KEYNOTE: DEANNA BOWEN, "Berlin, Berlin."
Deanna Bowen’s presentation involves self-reflection and presentation of two interdependent exhibitions presented at the 2020 Berlin Biennale and the Kitchener Waterloo Art Gallery September 18 – February 28, 2021. Respectively, "The God of Gods: Berlin, Berlin" and "Black Drones in the Hive" extend critical interventionist research of the White nationalist ambitions that inform Canada’s cultural history and national narrative. Specifically, "The God of Gods: Berlin, Berlin" is an off-site companion work to "Black Drones in the Hive” that examines the history of Berlin, Ontario (now Kitchener) and Berlin, Germany during WWI as a means to reveal the familial, geographic, cultural, and colonial entanglements between the British Commonwealth, Germany, Canada, the United States, and Africa from the mid 1700s. “Black Drones…” is a solo exhibition that looks at the regional histories surrounding the Kitchener Waterloo Art Gallery and greater Southern Ontario. The project looks at Six Nations history and the terms of the Haldimand Proclamation of 1784, which refers to Quebec’s Governor Sir Frederick Haldimand granting a tract of land to Mohawk Chief Thayendanegea’s (Joseph Brant) and the Haudenosaunee (Iroquois) for their alliance with the British during the American Revolution 1765-83. Accordingly, the American Revolution provides an opportunity to then reflect on a long, traumatic history of prolonged conflict that continues in the War of 1812-15, the US Civil War (1861-65), the Boer War (1899-1902), and World War I (1914-1918). “Black Drones...” is also an investigative process of production that works to excavate Black presence and erasure. Archival documents from the mid 1700s attest to African-American slave presence in both British and Six Nations communities. Other materials reveal a robust Black presence in the region, with a population of 60,000 in 1900. The quandary of this growth is its extraordinary decline to 18,000 by 1920 and so Deanna Bowen's research digs deeper into regional Ontario history to trace the ways that this decline is commingle with local, national and global preoccupations with Eugenics and population control.

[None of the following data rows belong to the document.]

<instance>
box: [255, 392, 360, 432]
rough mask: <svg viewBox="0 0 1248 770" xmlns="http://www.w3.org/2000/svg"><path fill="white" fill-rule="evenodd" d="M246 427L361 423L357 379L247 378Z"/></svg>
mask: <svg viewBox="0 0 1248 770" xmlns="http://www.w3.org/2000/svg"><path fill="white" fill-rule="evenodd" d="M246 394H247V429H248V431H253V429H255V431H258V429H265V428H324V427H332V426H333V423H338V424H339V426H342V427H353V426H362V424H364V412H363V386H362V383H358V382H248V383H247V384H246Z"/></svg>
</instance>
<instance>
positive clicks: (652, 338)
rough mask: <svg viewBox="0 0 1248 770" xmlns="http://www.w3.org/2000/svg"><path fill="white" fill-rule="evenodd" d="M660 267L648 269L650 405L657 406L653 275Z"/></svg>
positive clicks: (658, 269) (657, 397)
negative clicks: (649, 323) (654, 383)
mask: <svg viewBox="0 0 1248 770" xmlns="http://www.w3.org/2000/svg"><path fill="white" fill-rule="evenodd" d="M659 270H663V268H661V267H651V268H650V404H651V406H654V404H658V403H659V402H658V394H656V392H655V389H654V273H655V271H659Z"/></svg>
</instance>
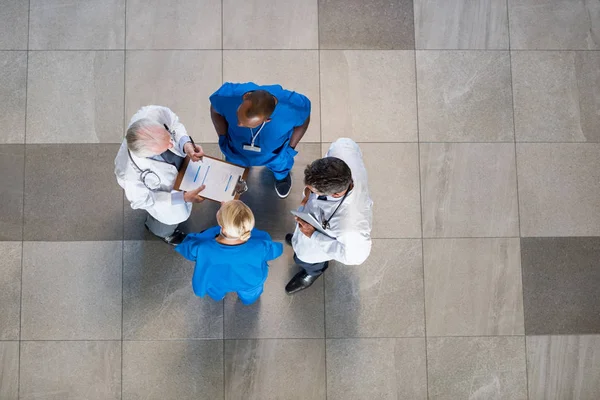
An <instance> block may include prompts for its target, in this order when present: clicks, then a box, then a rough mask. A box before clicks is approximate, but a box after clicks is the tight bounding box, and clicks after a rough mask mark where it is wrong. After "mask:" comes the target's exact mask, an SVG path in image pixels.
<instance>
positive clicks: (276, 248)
mask: <svg viewBox="0 0 600 400" xmlns="http://www.w3.org/2000/svg"><path fill="white" fill-rule="evenodd" d="M220 229H221V228H220V227H219V226H215V227H212V228H209V229H207V230H205V231H203V232H200V233H190V234H188V235H187V237H186V238H185V240H184V241H183V242H182V243H181V244H180V245H178V246H177V247H175V251H177V252H179V253H180V254H181V255H183V256H184V257H185V258H187V259H188V260H190V261H195V262H196V268H195V269H194V276H193V278H192V287H193V289H194V293H195V294H196V295H197V296H201V297H202V296H204V295H206V294H207V293H208V294H209V295H210V296H211V297H212V298H213V299H214V300H217V301H219V300H221V299H222V298H223V297H224V296H225V294H227V293H228V292H238V291H242V292H246V291H250V290H253V289H256V288H259V287H262V285H263V284H264V282H265V280H266V279H267V274H268V272H269V266H268V265H267V261H269V260H273V259H275V258H277V257H279V256H280V255H281V253H283V245H282V244H281V243H277V242H273V241H272V240H271V236H269V234H268V233H267V232H264V231H259V230H258V229H253V230H252V232H251V234H250V239H249V240H248V241H247V242H246V243H243V244H239V245H236V246H227V245H224V244H221V243H219V242H217V241H216V240H215V237H216V236H217V235H218V234H219V232H220Z"/></svg>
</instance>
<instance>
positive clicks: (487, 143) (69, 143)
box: [2, 140, 600, 146]
mask: <svg viewBox="0 0 600 400" xmlns="http://www.w3.org/2000/svg"><path fill="white" fill-rule="evenodd" d="M302 143H304V144H311V145H320V144H323V142H310V141H303V142H302ZM325 143H328V142H327V141H326V142H325ZM356 143H358V144H388V145H389V144H392V145H393V144H417V143H420V144H450V145H455V144H456V145H465V144H497V145H500V144H513V143H515V144H516V145H520V144H539V145H542V144H553V145H582V144H585V145H591V146H593V145H600V142H530V141H517V142H514V141H510V142H451V141H446V142H443V141H440V142H428V141H421V142H416V141H414V142H364V141H360V140H359V141H356ZM2 144H25V145H27V146H33V145H36V146H37V145H44V146H69V145H86V146H94V145H96V146H103V145H109V144H119V145H120V144H121V143H117V142H102V143H98V142H69V143H62V142H29V143H2ZM204 144H211V145H212V144H214V145H216V144H218V143H217V142H204Z"/></svg>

Deanna Bowen is a descendant of two Alabama and Kentucky born Black Prairie pioneer families from Amber Valley and Campsie, Alberta. Bowen’s family history has been the central pivot of her auto-ethnographic interdisciplinary works since the early 1990s. She makes use of a repertoire of artistic gestures in order to define the Black body and trace its presence and movement in place and time. She is a recipient of a 2020 Governor General Award for Visual and Media Arts Award, 2016 John Simon Guggenheim Memorial Foundation Fellowship, and the 2014 William H. Johnson Prize. Her writing, interviews and art works have been published in Canadian Art, The Capilano Review, The Black Prairie Archives, and Transition Magazine. Bowen is editor of the 2019 publication Other Places: Reflections on Media Arts in Canada.